Grazie per le parole su “Invictus” innanzitutto, ci tengo moltissimo a quel pezzo. Più che una sola parola mi prendo la “licenza” social di condensare il disco in un hashtag, e cioè #fatevelaprenderebene. Io per primo. Perché tra le varie sfaccettature dei contenuti, dagli omaggi alla cultura hip hop, al rap “à l’ancienne”, al mare, alle mie riflessioni introspettive, il denominatore comune che il mio cuore ha voluto dare ad “Ad Libitum” è stato proprio il “prendersi bene”, a scriverlo, a rapparlo, ad ascoltarlo, a viverlo.
Dj Diel, Esa, Amir, addirittura il redivivo Profeta Matto: come sono nate le collaborazioni?
Come sempre, e cioè dalla volontà di condivisione di esperienze, fosse anche per una giornata, qualche ora, o solo un momento. Stavolta più che mai ho voluto dentro al disco persone che hanno un ruolo dentro la mia vita quotidiana, realmente o virtualmente. Chi mi contorna (vedi in primis i miei ragazzi dell’ex Lab Lo StRAPpo, Orel o un immenso Esa), chi magari non riesco più a frequentare quanto prima o quanto vorrei per problemi logistici e per la nuova condizione fisica ma su cui so di poter contare (vedi Amir, Djel, Boss One) qualcun altro che anche solo con il telefono o i social mi fa sentire il suo supporto e la sua presenza (vedi appunto Simone, Profeta Matto).
Lo definisci un disco “fuori moda, fuori tempo e fuori luogo”: non hai paura di essere anche fuori mercato?
Per come ho creato questo disco, di sicuro sono “fuori mercato”, almeno per quel che riguarda l’attuale “vetrina” dei giocattoli rap italiani (fortunatamente ci sono i miei “collègues” marseillais!). Ma di paura non se ne parla: sfido chi legge ad ascoltare anche solo qualche traccia random di “Ad Libitum” e a dire cosa trasmette. Ad alcuni piacerà, ad altri potrà non piacere, ma certamente anche questi ultimi non potranno dire di aver recepito sensazioni negative quali paura o timore.
Nel disco, fra le citazioni, c’è anche un omaggio a Pino Cacucci: usando in modo pretestuoso il titolo di un suo libro, a quasi quarant’anni hai qualche rimorso?

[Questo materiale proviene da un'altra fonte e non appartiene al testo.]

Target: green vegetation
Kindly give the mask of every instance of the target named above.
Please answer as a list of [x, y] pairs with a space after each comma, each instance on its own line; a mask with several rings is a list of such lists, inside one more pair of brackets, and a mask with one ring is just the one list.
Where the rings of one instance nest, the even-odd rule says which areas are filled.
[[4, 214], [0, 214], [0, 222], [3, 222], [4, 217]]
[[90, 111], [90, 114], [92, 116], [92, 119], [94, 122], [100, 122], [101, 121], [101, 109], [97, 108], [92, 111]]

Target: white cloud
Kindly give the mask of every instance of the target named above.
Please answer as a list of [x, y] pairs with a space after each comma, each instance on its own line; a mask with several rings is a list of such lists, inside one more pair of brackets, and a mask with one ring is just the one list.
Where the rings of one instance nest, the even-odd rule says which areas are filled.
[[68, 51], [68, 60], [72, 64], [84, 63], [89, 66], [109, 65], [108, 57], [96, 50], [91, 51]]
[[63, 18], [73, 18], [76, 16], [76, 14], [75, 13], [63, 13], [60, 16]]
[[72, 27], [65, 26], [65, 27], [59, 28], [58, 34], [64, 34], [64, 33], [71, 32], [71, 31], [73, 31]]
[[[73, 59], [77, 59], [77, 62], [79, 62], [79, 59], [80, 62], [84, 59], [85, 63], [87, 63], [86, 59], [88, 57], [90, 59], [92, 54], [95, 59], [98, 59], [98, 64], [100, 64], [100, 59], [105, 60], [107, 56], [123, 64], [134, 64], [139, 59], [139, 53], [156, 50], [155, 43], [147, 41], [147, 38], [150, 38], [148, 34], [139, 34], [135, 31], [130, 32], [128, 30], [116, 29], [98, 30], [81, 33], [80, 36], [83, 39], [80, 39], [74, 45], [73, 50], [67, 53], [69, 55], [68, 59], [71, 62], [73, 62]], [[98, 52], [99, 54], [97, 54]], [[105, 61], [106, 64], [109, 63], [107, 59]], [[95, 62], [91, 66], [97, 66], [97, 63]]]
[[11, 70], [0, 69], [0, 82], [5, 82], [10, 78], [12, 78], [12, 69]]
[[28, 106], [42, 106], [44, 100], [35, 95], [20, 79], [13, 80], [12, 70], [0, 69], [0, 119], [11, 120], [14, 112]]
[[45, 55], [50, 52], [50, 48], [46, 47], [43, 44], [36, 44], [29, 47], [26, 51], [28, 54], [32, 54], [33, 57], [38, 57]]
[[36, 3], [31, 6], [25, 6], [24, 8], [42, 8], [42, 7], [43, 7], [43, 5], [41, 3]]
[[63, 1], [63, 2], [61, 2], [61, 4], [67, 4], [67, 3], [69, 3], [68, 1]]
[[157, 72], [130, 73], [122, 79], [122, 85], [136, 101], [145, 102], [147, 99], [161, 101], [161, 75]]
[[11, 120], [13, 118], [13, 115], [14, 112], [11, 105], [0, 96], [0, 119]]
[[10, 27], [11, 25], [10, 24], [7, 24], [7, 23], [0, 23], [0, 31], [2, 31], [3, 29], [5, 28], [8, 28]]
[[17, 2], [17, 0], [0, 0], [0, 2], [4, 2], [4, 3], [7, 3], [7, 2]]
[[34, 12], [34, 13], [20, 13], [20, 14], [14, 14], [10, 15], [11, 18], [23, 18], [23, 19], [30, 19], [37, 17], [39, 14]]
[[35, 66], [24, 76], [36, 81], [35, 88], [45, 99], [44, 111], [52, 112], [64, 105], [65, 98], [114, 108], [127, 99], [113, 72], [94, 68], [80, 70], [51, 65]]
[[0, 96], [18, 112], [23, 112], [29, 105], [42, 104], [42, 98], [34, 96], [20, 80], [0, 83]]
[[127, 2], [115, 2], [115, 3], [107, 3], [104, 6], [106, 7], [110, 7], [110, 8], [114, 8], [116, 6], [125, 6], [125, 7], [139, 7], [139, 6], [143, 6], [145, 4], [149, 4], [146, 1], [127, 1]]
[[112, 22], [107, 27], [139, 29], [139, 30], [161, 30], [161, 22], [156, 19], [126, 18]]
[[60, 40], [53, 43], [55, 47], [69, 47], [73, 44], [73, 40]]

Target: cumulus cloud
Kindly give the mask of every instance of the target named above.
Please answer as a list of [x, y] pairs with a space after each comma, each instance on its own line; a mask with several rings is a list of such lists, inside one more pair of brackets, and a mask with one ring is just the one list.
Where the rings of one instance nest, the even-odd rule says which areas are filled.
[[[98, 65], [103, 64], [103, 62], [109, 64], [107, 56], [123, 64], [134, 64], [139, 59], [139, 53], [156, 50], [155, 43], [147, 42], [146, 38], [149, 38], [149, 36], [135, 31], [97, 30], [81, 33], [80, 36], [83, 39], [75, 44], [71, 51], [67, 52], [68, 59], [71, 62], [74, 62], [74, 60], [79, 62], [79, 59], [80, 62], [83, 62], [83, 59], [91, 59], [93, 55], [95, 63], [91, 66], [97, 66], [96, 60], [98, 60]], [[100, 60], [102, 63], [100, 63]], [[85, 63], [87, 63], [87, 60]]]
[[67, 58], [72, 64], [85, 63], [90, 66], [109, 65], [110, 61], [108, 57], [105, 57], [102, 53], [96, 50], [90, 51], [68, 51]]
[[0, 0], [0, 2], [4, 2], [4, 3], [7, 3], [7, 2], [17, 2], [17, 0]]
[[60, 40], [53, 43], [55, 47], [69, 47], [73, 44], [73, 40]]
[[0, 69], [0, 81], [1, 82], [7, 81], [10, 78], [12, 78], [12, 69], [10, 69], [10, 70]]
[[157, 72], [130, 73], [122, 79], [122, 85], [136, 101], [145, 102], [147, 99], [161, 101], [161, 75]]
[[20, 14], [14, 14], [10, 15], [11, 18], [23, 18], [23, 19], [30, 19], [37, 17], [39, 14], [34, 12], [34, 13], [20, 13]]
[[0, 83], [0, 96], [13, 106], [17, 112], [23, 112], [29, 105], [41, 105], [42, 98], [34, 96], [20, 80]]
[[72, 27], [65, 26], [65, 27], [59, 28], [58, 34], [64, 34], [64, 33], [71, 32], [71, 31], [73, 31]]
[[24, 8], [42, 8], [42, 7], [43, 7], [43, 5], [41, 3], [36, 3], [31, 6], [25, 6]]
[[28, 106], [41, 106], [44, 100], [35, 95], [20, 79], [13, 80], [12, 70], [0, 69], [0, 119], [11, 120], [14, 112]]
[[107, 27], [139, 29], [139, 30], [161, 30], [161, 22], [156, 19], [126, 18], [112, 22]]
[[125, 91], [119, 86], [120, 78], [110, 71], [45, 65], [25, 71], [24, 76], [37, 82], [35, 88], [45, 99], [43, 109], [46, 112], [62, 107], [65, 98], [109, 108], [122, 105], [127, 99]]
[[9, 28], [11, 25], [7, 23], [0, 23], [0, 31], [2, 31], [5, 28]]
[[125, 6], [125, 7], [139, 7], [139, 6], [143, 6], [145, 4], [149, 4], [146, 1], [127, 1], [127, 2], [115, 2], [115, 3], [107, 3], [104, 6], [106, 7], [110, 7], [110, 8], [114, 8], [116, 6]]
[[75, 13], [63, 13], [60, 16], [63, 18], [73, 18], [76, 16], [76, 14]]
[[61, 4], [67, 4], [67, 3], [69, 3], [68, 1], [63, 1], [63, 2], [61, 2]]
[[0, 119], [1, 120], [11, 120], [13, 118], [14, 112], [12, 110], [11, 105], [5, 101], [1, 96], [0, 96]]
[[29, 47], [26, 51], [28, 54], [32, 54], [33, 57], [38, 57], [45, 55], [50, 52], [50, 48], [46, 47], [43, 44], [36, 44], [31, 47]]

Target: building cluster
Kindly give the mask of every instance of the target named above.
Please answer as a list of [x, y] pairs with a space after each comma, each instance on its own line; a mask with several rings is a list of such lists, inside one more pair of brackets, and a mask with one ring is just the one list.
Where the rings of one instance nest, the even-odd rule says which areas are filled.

Anche qui la soddisfazione personale sale: se certi messaggi di citazioni vengono carpiti, considero la mia missione già compiuta. Pino fa orgogliosamente parte della mia formazione. In “Me(diterraneo)” – che sarà il prossimo singolo – parlo di una serie di fatti che ricordo più con il sorriso che con mestizia (“il mio primo pezzo scritto e mai rappato”, “il mio primo cd”), quindi non parlerei di rimorsi, soprattutto in riferimento alla musica, piuttosto di “errori di gioventù”, quelli che cerco da sempre di far evitare ai ragazzi dei miei Laboratori/Atéliers. Non mi sono mai considerato un rapper di livello tecnico eccellente, piuttosto una persona che ha avuto sempre tanta voglia di fare per importare la positività di una cultura dove non c’era (visto da dove vengo), e per questo non ho rimorsi.